例によって国土地理院の航空写真にお世話になってもうちょっと詳しく見て置きましょう。水害から7年後の1974年と、ハーブ園が開園後、改修前の2009年の写真。右下に見えてるのが新幹線の新神戸駅で、その左上み見えてるのが例の日本最古のコンクリートダムがある布引貯水池。その布引貯水池の北側の奥に、死者21名を出した市ケ原の集落がありました。

2009年の写真で、布引貯水池の北東部に広がる点線で囲んだ一帯が現在の布引ハーブ園です。
とりあえず左の写真、水害から7年経った1974年の段階でも一帯はほぼ禿山だったことが判り、この無茶な立地に造られたゴルフ場が、いかに凄まじい被害を一帯に与えたかが判ります。そういった大規模自然破壊の記憶が残る場所にあるのがこの施設でもあるのです。

さて、話を戻しましょう。
訪問前は、その名からただの農園だろうと思っていたら、とんでもない話であり、本気も本気な建物が並ぶ見事な公園だったのです。うーむ、本来は速攻で通り抜けてしまう予定だったのですが、これはちょっと見ていった方がいい感じか、と思い直します。

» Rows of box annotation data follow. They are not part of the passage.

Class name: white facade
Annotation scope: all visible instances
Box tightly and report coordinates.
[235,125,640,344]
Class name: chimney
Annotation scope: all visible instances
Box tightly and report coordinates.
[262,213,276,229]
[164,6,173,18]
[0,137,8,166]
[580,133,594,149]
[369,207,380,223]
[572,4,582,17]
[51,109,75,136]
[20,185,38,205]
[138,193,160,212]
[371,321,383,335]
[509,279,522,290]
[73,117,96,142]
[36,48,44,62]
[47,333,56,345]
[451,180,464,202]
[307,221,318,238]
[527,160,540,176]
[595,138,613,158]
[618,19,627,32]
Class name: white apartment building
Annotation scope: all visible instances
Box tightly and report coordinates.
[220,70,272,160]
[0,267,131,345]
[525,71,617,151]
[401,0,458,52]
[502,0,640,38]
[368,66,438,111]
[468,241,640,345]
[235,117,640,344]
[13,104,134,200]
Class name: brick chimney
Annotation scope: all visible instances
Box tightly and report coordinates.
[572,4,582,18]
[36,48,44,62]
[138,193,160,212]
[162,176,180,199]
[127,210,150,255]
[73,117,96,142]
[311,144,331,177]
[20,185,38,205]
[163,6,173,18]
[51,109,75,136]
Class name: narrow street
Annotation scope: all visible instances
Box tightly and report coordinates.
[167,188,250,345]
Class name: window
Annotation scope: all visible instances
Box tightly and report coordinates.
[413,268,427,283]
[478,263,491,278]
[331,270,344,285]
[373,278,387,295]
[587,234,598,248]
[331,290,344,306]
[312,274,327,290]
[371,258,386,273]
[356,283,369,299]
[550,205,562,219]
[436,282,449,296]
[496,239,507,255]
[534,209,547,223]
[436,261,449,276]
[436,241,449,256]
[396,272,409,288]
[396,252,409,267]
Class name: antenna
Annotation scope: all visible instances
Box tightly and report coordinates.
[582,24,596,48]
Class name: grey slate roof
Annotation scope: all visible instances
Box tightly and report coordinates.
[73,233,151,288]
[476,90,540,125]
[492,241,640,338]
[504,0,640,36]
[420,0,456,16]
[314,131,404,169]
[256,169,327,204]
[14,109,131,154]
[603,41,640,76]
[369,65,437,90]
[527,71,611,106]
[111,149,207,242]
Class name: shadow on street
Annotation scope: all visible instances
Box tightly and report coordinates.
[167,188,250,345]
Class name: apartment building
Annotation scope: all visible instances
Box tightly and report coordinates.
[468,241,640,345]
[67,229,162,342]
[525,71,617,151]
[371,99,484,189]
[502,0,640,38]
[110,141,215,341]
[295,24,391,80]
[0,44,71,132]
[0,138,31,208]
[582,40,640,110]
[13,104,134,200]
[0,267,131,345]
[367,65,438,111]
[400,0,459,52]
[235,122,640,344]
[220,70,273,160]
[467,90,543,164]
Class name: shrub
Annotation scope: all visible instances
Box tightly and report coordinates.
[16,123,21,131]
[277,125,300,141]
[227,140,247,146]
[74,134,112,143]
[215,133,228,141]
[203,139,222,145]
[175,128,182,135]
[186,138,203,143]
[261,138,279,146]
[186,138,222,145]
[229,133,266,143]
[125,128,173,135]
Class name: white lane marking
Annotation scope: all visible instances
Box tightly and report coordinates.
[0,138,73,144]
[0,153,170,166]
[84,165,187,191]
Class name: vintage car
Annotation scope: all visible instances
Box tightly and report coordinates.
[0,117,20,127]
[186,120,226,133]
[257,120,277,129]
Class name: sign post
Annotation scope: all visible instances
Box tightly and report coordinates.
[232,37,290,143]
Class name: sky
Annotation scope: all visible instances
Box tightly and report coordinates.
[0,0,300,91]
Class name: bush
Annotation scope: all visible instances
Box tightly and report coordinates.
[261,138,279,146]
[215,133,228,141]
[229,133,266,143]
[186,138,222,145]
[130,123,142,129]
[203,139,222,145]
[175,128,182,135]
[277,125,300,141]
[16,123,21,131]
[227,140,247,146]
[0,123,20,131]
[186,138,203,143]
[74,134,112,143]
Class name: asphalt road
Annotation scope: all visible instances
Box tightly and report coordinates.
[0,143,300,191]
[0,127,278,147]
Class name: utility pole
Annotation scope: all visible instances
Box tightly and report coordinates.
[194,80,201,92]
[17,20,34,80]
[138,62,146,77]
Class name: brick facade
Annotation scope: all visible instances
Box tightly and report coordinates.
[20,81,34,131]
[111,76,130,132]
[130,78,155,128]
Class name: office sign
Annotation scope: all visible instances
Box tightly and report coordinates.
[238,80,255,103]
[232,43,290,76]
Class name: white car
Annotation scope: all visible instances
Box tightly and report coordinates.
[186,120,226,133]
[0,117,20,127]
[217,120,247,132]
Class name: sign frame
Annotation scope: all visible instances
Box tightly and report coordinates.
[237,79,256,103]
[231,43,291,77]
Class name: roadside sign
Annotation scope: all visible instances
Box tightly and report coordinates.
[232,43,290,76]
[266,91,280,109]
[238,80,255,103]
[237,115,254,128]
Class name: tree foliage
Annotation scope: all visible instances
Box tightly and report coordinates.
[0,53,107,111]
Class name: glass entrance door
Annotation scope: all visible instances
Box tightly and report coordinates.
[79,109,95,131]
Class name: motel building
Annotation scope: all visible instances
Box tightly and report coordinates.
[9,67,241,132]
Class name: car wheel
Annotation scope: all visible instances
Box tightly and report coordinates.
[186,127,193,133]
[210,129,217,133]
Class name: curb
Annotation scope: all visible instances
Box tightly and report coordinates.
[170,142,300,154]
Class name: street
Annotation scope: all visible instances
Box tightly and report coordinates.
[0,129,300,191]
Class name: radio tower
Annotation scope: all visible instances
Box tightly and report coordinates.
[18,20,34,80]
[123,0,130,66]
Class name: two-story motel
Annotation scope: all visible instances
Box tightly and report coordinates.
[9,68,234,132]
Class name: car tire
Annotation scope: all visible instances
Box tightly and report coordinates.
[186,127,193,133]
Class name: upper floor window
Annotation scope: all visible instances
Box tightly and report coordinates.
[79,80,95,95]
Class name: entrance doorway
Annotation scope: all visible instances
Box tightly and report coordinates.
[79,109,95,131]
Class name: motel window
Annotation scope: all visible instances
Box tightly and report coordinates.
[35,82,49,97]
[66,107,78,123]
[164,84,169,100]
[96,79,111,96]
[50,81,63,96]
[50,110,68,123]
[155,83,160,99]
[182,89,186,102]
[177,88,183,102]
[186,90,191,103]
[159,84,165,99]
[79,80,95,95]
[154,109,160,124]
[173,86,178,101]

ロープウェイの終着駅の横にあるここが展望広場、左手に見えてるのがレストハウスとレストランの入った本棟。
その棟の横にある時計塔は下が通り抜けられ、奥の中庭に繋がってます。しかも建物もかなり本格的なもので複雑に組み合わせられた立体的な構造を持ちます。こういった入り組んだ建物の構造が大好きな人間にはかなり魅惑的。

うーん、どうにもいい感じだぞ。



ここからは展望広場の名の通り、神戸市内が見えるのですが、手前に樹木が多く眺望は微妙なところ。ただしここでも桜が見事でした。



時計塔の下の通路を抜けて、中庭に出てみましょう。いやはや、ホントに美しいというレベルの建物ですね、これ。…好きかも。